Everyone agrees that we cannot get out of our fiscal difficulties unless we have robust economic growth. What causes such growth?

The answer is not complicated. Wealth is created and growth occurs when three things interact with each other — accumulated capital, risk-taking and good management. To illustrate how that works, look at the first business activity, farming.

Accumulated capital? The farmer must start with some seed corn, wealth left over from a previous crop which he "accumulated" by not eating it. Risk taking? There will be no new crop unless the farmer puts his accumulated seed corn in the field, where it is very much at risk. It could be washed away by a flood, killed by a pest, eaten by birds or wiped out in a premature frost.

Good Management? Even if no disaster befalls the farm, there will still be no new wealth if the farmer plants the seed too soon in the season or too deeply in the soil, doesn't keep the weeds under control or fails to get the harvest in at the right time. Bad management will produce failure even if he has the best of seed, the fairest of weather and the most fertile of soils.

What is true of the business of farming is true of every other effort to create wealth — someone must have access to accumulated capital, must be willing to risk it and then must have the capacity to manage the enterprise wisely. In the current crisis, we have forgotten that.
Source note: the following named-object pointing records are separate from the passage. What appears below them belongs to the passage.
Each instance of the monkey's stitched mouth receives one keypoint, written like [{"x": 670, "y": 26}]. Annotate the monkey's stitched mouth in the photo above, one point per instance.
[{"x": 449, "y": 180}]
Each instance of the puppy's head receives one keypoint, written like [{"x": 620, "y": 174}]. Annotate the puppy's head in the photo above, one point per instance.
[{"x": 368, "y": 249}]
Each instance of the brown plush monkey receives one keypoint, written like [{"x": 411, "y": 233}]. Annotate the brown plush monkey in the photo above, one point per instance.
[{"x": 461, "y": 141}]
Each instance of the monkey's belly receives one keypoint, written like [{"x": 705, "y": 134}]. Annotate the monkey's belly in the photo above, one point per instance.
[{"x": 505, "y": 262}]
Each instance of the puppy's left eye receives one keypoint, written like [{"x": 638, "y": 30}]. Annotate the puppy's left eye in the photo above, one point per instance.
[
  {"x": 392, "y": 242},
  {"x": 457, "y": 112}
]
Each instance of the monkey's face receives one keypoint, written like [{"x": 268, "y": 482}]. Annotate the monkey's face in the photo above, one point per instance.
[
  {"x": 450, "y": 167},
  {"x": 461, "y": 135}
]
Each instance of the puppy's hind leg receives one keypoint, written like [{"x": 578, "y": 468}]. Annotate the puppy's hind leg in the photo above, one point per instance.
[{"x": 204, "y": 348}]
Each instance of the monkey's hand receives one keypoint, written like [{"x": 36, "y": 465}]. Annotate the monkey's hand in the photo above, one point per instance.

Our economic difficulties are the result of a number of bad management decisions by a wide range of people in many sectors of the economy, worldwide. (Britain's housing bubble and subsequent economic meltdown was just as big as ours.) There have also been significant unanticipated events, the equivalent of a flash flood on the farm, that have dramatically changed our course — 9/11 and its aftermath spring to mind.

However, the public reaction to our present troubles has been simply to demand that the government "do something" to fix it, and fast. It is one of the false concepts of our time that the government can easily and quickly repair the damage created by bad decisions or unexpected negative events. If that were so, if there were a governmental approach that always worked, we would have discovered and embraced it long ago.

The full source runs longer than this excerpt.